Paul Cruikshank, a friend of Ivol and a member of the Legalise Cannabis Alliance, said: "Patients should be able to get hold of a medicine without fear of being prosecuted. Putting people in jail for using a medicine that alleviates their pain and symptoms is totally wrong and against their human rights."
Earlier this year, Home Secretary Charles Clarke ordered a rethink on the government’s decision to downgrade cannabis to a class C drug.
Fears that the psychotic effects of the drug could lead to long-term mental illnesses such as schizophrenia caused anti-drug campaigners to call for a reversal of the legislation.
They also fear use of the drug can lead to abuse of other harder drugs.
But Alistair Ramsay, director of Scotland Against Drugs, said distinctions had to be made between abusing drugs for recreation and using them for medical need.

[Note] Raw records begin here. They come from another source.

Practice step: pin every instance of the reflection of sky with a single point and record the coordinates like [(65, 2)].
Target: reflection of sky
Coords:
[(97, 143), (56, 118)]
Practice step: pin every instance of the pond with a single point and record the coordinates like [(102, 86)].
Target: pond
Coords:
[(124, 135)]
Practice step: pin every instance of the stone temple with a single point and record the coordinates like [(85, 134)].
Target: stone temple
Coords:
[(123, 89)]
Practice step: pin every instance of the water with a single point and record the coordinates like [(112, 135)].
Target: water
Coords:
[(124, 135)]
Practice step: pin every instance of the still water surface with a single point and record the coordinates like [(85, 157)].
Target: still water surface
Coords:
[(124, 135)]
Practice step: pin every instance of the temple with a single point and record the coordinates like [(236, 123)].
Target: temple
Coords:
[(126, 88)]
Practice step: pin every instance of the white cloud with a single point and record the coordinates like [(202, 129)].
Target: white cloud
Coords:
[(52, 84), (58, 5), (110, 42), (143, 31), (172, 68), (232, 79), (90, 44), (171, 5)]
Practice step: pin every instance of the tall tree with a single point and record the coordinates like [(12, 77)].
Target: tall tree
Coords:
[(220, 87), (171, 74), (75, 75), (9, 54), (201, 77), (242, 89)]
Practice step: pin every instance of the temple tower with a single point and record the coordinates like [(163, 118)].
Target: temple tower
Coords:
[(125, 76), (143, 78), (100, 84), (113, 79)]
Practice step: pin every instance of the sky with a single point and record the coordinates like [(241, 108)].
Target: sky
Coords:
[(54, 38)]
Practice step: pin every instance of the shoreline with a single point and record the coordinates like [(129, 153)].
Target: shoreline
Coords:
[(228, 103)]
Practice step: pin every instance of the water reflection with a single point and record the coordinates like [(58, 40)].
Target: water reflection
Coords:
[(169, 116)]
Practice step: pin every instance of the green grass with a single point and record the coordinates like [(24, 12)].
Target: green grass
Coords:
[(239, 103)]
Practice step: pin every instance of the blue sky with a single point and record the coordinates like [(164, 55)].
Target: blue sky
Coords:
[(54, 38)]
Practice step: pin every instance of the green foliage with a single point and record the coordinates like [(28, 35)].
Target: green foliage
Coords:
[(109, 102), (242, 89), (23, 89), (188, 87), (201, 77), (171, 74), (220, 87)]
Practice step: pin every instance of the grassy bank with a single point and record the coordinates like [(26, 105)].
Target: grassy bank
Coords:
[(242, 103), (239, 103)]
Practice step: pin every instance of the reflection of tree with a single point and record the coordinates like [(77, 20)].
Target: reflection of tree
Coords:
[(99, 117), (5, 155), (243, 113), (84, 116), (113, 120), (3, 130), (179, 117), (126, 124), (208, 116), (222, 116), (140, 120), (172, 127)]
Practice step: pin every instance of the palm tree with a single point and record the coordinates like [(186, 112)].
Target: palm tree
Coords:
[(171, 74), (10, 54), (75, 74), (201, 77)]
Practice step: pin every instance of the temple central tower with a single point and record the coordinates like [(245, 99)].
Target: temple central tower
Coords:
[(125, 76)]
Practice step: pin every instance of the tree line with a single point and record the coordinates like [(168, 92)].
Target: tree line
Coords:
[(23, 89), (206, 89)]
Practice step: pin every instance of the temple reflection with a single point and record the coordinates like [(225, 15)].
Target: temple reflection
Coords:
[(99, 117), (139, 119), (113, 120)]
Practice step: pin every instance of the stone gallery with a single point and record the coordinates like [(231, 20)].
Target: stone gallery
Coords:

He said: "It is hardly surprising that cannabis is having a proper medical effect on people who suffer pain.
"Other drugs derived from opium like morphine have been used for similar purposes. It is only when they are used improperly that the problems can occur. Like many drugs currently available on prescription, doctors will need to use caution to ensure it is not being misused."
A recent study by researchers at the University of Lausanne in Switzerland found even cannabis-based medicines used for pain relief can cause symptoms such as paranoid delusions and severe anxiety.
But Dr Mick Serpell, the consultant who led the Sativex clinical trial at Gartnaval, believes the drug could help patients with few other choices.
He said: "We had some good results in our patients - it helped about one in three.
"These are patients who have tried everything else, so to get that kind of response can help a lot of people who have no other choices. The type of people who use it to treat pain are totally different from those who use it for recreation."